We would then have a period of ‘representative (communal) governments’ for say two hundred years but gradually these governments would be supplanted by the signori, one family rule, so after 1300 there were be a steady decline of representative governments on the chart until 1500- and if the chart had gone further the decline would have become steeper.
This is only for the Roman west and then just northern Italy. The chart might be more complicated if the cities of northern Europe had been included.
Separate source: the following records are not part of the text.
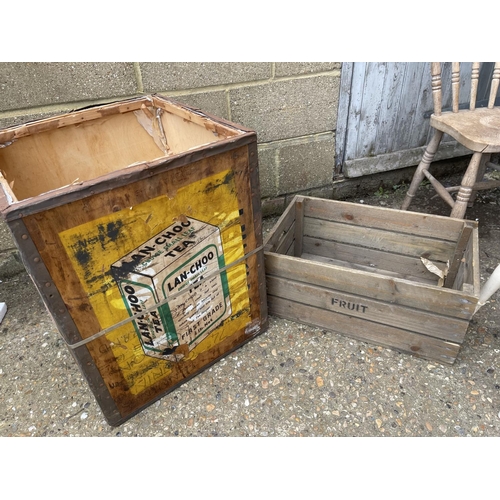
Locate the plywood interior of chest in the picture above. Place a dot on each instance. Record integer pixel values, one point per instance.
(378, 240)
(41, 156)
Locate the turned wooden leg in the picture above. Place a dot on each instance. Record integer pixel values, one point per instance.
(480, 175)
(465, 191)
(423, 165)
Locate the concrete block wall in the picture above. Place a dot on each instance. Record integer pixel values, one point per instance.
(291, 106)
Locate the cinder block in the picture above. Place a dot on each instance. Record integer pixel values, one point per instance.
(214, 103)
(273, 206)
(161, 77)
(306, 165)
(24, 85)
(297, 68)
(285, 109)
(268, 171)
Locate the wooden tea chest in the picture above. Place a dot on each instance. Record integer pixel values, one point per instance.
(358, 270)
(140, 224)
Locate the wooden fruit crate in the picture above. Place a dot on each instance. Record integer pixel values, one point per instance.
(358, 270)
(140, 224)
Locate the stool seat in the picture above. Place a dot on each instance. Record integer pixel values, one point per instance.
(478, 129)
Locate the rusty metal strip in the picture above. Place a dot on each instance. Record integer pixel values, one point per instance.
(119, 178)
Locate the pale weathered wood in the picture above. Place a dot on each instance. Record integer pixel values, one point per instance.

Thank you for your critique of and insights about what I find to be a remarkable and provocative, though far from perfect, work by Henrich. On a quick read of Schulz (2019), the reference Henrich uses for Fig. 9.6 on p. 315, it appears that the data for that figure come from the Iberian Peninsula, the Carolingian Empire, and Roman Britain. That is, the communes and city-states of Italy are only a small component of the entire dataset. Perhaps this fact explains why your observations and conclusions are at variance with Henrich’s. From your comments, one might conclude that what the Italian peninsula received a “dose” of was Rome, rather than the Church, and so its data would have been less relevant for Schulz and Henrich’s immediate thesis—though could address a different thesis, perhaps involving how an “inoculation” with a dose of Rome leads to immunity against subsequent “infection” by the Church. Other of your comments make me suspect that the Church was, to a degree, “Rome by other means,” those other means largely excluding force of arms. Again, thanks for bringing your expertise to bear on this fairly enormous subject.
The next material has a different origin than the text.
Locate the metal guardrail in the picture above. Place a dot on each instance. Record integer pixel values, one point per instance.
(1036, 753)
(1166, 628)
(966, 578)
Thanks for your comment, nels. Sorry I did not see them earlier. The chart on p. 315 is chronological. so while the cities of Roman Europe (including the Iberian peninsula) were lively politically, they were in decay by the fifth century- but there has to be some sort of ‘plus’ representative government in Roman areas before then (e.g. search ‘Pompeii politics’). So after the Roman collapse the main urban areas are the Arab cities and it is only slowly that urban life in Europe revives. (The shortlived (770-843 AD) Carolingian empire was not urban- rather the centres of power were the court and monasteries.) Chris Wickham sees the first representative governments in northern Italy as c.1100. It is hard to know how Schulz choose his cities (I am longing to get to a university library to check his sources!) but he seems to assume that once a city is marked as having a town council it remains in the chart as a representative government from then on (so a steady line UPWARDS as new cities come in). Yet we know that many of the most prosperous Italian cities fell under one family rule after c.1300 so his chart should then start going DOWNWARDS as representative governments are lost for this prosperous region.
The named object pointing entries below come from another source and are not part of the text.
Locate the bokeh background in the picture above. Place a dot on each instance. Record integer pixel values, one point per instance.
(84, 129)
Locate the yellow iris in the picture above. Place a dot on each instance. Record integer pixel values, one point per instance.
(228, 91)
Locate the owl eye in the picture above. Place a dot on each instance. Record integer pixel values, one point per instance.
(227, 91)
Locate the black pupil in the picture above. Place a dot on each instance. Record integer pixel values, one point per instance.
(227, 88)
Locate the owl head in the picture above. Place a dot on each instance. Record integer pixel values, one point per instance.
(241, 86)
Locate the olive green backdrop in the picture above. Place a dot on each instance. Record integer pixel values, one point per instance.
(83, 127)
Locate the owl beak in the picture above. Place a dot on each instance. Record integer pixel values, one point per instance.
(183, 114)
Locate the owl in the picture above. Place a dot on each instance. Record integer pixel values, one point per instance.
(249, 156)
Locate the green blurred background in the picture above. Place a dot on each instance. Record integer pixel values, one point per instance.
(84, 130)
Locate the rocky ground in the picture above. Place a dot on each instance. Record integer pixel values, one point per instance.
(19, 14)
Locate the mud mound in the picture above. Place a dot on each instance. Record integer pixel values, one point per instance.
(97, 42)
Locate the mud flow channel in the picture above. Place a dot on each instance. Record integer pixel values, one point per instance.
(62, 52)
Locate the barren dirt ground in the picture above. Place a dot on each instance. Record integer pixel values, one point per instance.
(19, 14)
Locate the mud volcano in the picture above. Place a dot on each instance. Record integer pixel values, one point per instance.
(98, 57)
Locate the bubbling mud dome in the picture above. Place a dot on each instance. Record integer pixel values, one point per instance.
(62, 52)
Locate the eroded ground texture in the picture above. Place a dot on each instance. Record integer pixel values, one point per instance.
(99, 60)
After the banning of pagan cults in the 390s by the Roman emperor Theodosius, the Catholic church was the only institutional religion in town and it is still with us so ANY development in European society correlates with its existence (as do cold winters). Henrich’ error is to suggest that the Church caused these developments when there are perfectly good historical reasons (mostly economic) for the revival of European cities in the Middle Ages.At the very least he should have challenged conventional historical explanations to sustain his thesis but I wonder if he is even aware of them.
One day he will be challenged for his view that the church broke up kinship groups as, being unaware of the Roman ban on cousin marriages and their individual landholdings, he does not realise that intensive kinship had been broken up centuries before his start date of 400 AD. I am amazed that it has not been already done.